Fix loading older state_dict into AdamW after refactor (#144972)

Pull Request resolved: https://github.com/pytorch/pytorch/pull/144972 Approved by: https://github.com/albanD
2025-10-20 21:14:14 +08:00 · 2025-01-16 16:44:00 +00:00
parent b8abdaa286
commit 3908be676c
2 changed files with 27 additions and 0 deletions
--- a/test/test_optim.py
+++ b/test/test_optim.py
@ -671,9 +671,28 @@ class TestOptimRenewed(TestCase):

        loaded_dict = optim.state_dict()

+        # Test that Adam respects the decoupled_weight_decay key
        new_optim = torch.optim.Adam(model.parameters())
        new_optim.load_state_dict(loaded_dict)
+        self.assertTrue(new_optim.param_groups[0]["decoupled_weight_decay"])

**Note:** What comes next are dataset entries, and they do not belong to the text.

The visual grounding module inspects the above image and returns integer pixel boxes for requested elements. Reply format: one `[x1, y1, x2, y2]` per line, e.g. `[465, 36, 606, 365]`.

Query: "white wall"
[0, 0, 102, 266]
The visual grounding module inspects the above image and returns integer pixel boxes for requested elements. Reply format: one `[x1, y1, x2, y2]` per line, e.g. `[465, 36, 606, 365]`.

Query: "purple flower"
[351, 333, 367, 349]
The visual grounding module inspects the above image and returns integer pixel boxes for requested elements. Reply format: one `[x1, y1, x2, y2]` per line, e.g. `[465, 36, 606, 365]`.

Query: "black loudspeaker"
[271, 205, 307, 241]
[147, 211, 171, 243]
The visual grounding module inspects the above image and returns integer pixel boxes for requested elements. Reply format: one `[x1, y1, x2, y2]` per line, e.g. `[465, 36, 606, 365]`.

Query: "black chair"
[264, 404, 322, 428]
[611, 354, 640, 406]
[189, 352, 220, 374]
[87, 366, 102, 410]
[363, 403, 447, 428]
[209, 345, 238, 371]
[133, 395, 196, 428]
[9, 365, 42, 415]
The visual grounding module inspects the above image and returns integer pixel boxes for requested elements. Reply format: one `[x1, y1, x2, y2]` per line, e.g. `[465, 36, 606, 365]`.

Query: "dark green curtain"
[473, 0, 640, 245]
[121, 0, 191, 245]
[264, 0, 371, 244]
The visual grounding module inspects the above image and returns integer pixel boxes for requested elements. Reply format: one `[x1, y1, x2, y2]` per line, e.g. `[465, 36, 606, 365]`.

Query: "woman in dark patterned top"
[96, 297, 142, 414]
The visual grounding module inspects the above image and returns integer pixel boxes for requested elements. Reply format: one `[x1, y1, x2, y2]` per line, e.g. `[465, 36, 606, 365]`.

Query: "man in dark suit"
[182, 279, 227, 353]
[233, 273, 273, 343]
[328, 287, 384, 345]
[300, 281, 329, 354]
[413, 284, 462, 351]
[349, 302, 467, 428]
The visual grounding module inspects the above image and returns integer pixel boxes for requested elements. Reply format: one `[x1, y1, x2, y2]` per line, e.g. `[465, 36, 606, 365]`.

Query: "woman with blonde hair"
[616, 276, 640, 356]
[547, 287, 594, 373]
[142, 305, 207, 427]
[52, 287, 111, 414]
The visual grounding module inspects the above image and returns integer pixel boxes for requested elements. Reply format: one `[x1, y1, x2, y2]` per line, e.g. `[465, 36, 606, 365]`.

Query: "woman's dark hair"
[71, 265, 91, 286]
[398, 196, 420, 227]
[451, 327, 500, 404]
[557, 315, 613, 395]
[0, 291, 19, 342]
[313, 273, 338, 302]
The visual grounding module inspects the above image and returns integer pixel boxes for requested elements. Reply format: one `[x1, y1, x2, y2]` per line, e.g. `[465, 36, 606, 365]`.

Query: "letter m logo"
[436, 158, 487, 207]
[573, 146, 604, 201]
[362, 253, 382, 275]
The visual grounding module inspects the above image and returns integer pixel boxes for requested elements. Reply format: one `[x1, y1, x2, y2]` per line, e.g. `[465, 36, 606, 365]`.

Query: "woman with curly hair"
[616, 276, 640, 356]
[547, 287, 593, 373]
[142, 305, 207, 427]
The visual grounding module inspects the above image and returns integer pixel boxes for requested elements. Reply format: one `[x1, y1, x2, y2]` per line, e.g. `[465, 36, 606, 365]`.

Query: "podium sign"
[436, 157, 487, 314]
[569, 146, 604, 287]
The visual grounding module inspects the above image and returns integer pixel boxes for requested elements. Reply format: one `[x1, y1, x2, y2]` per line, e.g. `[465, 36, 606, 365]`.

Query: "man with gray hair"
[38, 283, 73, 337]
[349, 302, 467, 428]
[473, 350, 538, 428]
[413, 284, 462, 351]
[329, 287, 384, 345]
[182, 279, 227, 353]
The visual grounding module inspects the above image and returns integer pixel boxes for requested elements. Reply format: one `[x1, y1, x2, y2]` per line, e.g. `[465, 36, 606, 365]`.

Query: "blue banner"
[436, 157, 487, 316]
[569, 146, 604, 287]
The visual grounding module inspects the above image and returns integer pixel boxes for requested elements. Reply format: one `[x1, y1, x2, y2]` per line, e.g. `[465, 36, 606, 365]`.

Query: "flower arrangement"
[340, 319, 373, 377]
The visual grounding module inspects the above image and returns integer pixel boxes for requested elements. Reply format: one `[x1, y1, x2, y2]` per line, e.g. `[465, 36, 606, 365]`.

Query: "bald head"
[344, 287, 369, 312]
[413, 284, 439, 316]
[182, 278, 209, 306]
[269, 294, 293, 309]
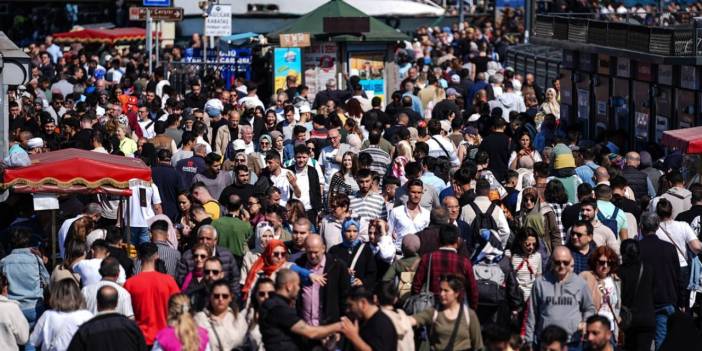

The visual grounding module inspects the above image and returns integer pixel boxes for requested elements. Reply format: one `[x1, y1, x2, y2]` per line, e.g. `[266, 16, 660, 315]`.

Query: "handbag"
[402, 254, 434, 315]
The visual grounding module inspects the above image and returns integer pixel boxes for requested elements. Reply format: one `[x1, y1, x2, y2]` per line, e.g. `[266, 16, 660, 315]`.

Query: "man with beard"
[193, 152, 234, 199]
[188, 257, 230, 313]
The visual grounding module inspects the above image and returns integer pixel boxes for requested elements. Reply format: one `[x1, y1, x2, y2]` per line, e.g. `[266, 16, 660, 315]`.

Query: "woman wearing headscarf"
[517, 187, 561, 263]
[329, 218, 377, 291]
[241, 239, 326, 301]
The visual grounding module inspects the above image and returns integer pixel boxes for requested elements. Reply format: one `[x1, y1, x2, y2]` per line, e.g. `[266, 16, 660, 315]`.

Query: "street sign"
[144, 0, 171, 7]
[280, 33, 310, 48]
[129, 6, 183, 22]
[205, 5, 232, 37]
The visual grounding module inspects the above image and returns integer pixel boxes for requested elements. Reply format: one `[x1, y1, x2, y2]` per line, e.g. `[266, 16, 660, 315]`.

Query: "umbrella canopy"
[661, 127, 702, 154]
[53, 27, 146, 44]
[268, 0, 410, 42]
[3, 149, 151, 196]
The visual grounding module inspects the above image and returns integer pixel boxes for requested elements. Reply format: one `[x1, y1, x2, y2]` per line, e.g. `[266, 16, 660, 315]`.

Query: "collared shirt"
[302, 255, 327, 325]
[388, 205, 429, 250]
[349, 191, 387, 219]
[81, 280, 134, 318]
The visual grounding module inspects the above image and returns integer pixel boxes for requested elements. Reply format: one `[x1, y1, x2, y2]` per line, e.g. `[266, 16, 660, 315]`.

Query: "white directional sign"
[205, 5, 232, 37]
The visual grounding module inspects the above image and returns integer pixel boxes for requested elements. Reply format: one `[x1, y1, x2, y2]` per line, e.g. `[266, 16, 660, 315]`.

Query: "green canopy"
[268, 0, 410, 42]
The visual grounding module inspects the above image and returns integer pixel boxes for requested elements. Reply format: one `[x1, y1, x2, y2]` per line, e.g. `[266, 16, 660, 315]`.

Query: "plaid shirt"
[412, 247, 478, 309]
[549, 202, 572, 245]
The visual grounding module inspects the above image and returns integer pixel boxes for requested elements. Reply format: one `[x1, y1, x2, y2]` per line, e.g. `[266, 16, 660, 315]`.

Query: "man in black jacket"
[639, 213, 685, 348]
[68, 285, 147, 351]
[296, 234, 351, 325]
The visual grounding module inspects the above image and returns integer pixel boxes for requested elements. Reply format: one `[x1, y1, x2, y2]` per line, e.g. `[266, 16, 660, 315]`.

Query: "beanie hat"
[551, 144, 575, 169]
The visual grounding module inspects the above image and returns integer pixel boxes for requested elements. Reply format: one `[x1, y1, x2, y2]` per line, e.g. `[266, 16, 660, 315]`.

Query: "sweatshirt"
[526, 272, 595, 343]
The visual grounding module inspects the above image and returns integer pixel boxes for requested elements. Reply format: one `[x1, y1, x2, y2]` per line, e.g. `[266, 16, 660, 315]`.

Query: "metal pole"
[154, 21, 163, 66]
[146, 7, 153, 75]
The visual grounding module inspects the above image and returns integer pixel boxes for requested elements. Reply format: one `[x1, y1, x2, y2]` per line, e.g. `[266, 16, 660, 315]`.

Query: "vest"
[622, 166, 648, 199]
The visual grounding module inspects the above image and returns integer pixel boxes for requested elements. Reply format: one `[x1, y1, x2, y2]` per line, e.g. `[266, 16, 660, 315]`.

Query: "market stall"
[661, 127, 702, 154]
[2, 149, 151, 259]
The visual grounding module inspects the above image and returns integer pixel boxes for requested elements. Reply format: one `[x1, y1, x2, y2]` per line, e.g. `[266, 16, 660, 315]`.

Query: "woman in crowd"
[319, 194, 350, 251]
[241, 239, 326, 301]
[152, 294, 211, 351]
[195, 279, 249, 351]
[410, 274, 483, 350]
[383, 234, 422, 304]
[329, 151, 358, 203]
[116, 124, 137, 157]
[49, 241, 88, 287]
[517, 187, 561, 260]
[241, 221, 278, 284]
[580, 246, 622, 335]
[619, 239, 656, 351]
[537, 88, 561, 118]
[544, 179, 571, 245]
[246, 277, 275, 351]
[511, 228, 543, 301]
[508, 129, 542, 170]
[29, 279, 93, 351]
[329, 218, 377, 290]
[181, 243, 210, 294]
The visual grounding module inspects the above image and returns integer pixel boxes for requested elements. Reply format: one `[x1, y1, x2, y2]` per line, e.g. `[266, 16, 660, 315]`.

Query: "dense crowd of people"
[0, 11, 702, 351]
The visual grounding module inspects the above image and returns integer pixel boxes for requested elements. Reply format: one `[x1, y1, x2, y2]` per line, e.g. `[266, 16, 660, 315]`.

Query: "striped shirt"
[359, 145, 391, 178]
[134, 241, 180, 279]
[349, 191, 388, 220]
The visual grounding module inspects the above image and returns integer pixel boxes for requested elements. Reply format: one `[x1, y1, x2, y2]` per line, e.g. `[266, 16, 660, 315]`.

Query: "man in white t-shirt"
[73, 239, 127, 286]
[58, 202, 102, 258]
[124, 179, 163, 245]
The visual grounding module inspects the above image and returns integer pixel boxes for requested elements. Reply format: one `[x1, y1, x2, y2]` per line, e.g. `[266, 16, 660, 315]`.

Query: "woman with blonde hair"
[152, 294, 209, 351]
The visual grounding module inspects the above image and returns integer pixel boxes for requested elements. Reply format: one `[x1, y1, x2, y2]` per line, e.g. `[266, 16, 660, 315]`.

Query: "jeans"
[22, 301, 45, 351]
[129, 227, 151, 246]
[655, 305, 675, 350]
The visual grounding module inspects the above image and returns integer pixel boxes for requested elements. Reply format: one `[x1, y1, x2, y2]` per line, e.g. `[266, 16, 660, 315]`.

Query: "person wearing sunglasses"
[525, 246, 596, 349]
[181, 243, 210, 294]
[195, 279, 249, 351]
[580, 246, 622, 335]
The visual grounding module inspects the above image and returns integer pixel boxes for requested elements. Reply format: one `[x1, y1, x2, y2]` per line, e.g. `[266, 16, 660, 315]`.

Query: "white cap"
[468, 113, 480, 122]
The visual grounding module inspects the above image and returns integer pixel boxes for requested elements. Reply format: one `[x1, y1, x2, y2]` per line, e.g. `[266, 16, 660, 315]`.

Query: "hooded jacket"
[526, 272, 595, 343]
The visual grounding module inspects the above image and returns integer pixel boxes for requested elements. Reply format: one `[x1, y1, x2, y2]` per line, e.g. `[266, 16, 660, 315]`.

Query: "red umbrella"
[661, 127, 702, 154]
[3, 149, 151, 196]
[53, 27, 146, 44]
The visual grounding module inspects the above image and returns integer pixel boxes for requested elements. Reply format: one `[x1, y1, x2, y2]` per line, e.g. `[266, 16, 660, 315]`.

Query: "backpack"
[473, 260, 507, 306]
[468, 202, 502, 262]
[395, 260, 421, 301]
[597, 207, 619, 239]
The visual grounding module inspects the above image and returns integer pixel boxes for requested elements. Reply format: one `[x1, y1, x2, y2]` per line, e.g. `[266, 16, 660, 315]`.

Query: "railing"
[534, 15, 702, 56]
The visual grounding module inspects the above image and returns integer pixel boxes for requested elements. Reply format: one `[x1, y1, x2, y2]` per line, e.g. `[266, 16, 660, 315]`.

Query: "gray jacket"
[526, 272, 595, 343]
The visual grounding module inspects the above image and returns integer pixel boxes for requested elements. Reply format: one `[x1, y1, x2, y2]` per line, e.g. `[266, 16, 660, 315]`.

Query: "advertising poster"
[349, 52, 385, 100]
[273, 48, 302, 91]
[302, 43, 338, 101]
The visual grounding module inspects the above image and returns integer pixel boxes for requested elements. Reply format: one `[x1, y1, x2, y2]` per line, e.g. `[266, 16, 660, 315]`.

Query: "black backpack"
[468, 201, 502, 259]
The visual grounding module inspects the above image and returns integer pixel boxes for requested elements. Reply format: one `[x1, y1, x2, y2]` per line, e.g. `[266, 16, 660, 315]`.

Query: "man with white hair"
[176, 224, 240, 301]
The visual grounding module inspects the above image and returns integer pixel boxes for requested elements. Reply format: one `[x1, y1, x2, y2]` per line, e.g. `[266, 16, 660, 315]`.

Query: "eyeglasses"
[597, 260, 612, 267]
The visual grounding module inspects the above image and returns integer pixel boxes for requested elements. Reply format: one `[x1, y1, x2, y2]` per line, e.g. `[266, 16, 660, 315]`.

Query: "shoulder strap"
[444, 304, 465, 351]
[422, 253, 433, 292]
[349, 243, 366, 270]
[431, 136, 451, 159]
[658, 224, 687, 259]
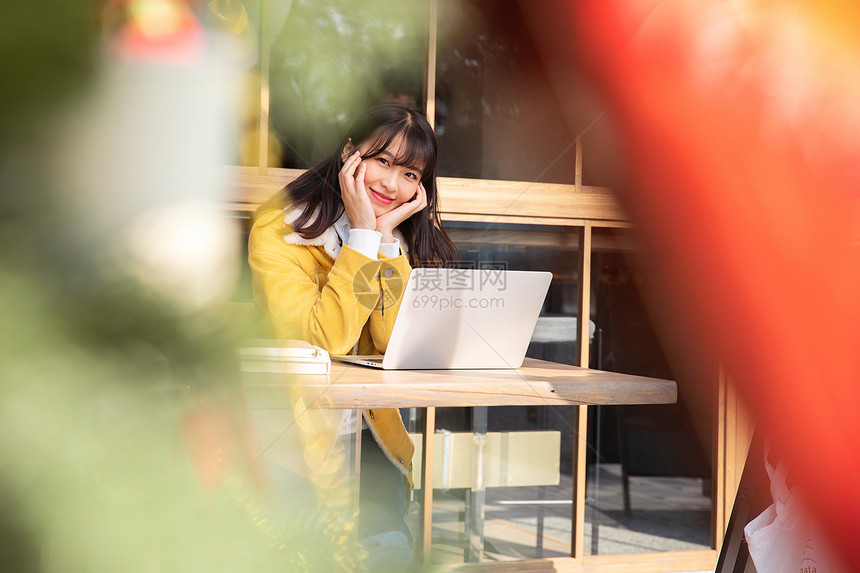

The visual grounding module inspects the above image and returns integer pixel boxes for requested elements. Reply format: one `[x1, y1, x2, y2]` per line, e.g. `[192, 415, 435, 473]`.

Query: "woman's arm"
[248, 210, 382, 354]
[370, 253, 412, 354]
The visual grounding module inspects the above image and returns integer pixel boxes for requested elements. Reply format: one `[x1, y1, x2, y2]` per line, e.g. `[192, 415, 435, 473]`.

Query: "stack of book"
[238, 340, 331, 375]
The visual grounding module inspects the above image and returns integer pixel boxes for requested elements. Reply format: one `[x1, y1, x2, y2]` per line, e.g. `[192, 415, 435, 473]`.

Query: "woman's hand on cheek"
[376, 183, 427, 239]
[338, 151, 376, 229]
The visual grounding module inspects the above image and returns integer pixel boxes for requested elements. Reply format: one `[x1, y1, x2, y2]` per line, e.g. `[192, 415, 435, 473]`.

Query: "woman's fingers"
[338, 151, 376, 229]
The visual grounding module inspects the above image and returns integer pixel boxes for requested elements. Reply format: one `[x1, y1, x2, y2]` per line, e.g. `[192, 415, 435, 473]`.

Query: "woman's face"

+        # Test that decoupled_weight_decay is always True for AdamW
+        adam_optim = torch.optim.Adam(model.parameters())
+        adam_state_dict = adam_optim.state_dict()
+        self.assertFalse(adam_state_dict["param_groups"][0]["decoupled_weight_decay"])
+
+        new_optim = torch.optim.AdamW(model.parameters())
+        new_optim.load_state_dict(adam_state_dict)
+        self.assertTrue(new_optim.param_groups[0]["decoupled_weight_decay"])
+
+        # Test that state_dicts from the old AdamW (with no decoupled_weight_decay key)
+        # will have decoupled_weight_decay=True in new AdamW:
+        old_adamw_dict = deepcopy(loaded_dict)
+        del old_adamw_dict["param_groups"][0]["decoupled_weight_decay"]
+        self.assertFalse("decoupled_weight_decay" in old_adamw_dict["param_groups"][0])
+
+        new_optim = torch.optim.AdamW(model.parameters())
+        new_optim.load_state_dict(old_adamw_dict)
        self.assertTrue(new_optim.param_groups[0]["decoupled_weight_decay"])

    def _compare_between(
--- a/torch/optim/adamw.py
+++ b/torch/optim/adamw.py
@ -49,6 +49,14 @@ class AdamW(Adam):
            decoupled_weight_decay=True,
        )

+    # Preserve decoupled_weight_decay from AdamW for backwards compatibility. The following
+    # guarantees that decoupled_weight_decay will always be True for loading any state into
+    # AdamW
+    def __setstate__(self, state):
+        super().__setstate__(state)
+        for group in self.param_groups:
+            group["decoupled_weight_decay"] = True
+

 AdamW.__doc__ = (
    r"""Implements AdamW algorithm, where weight decay does not accumulate in the momentum nor variance.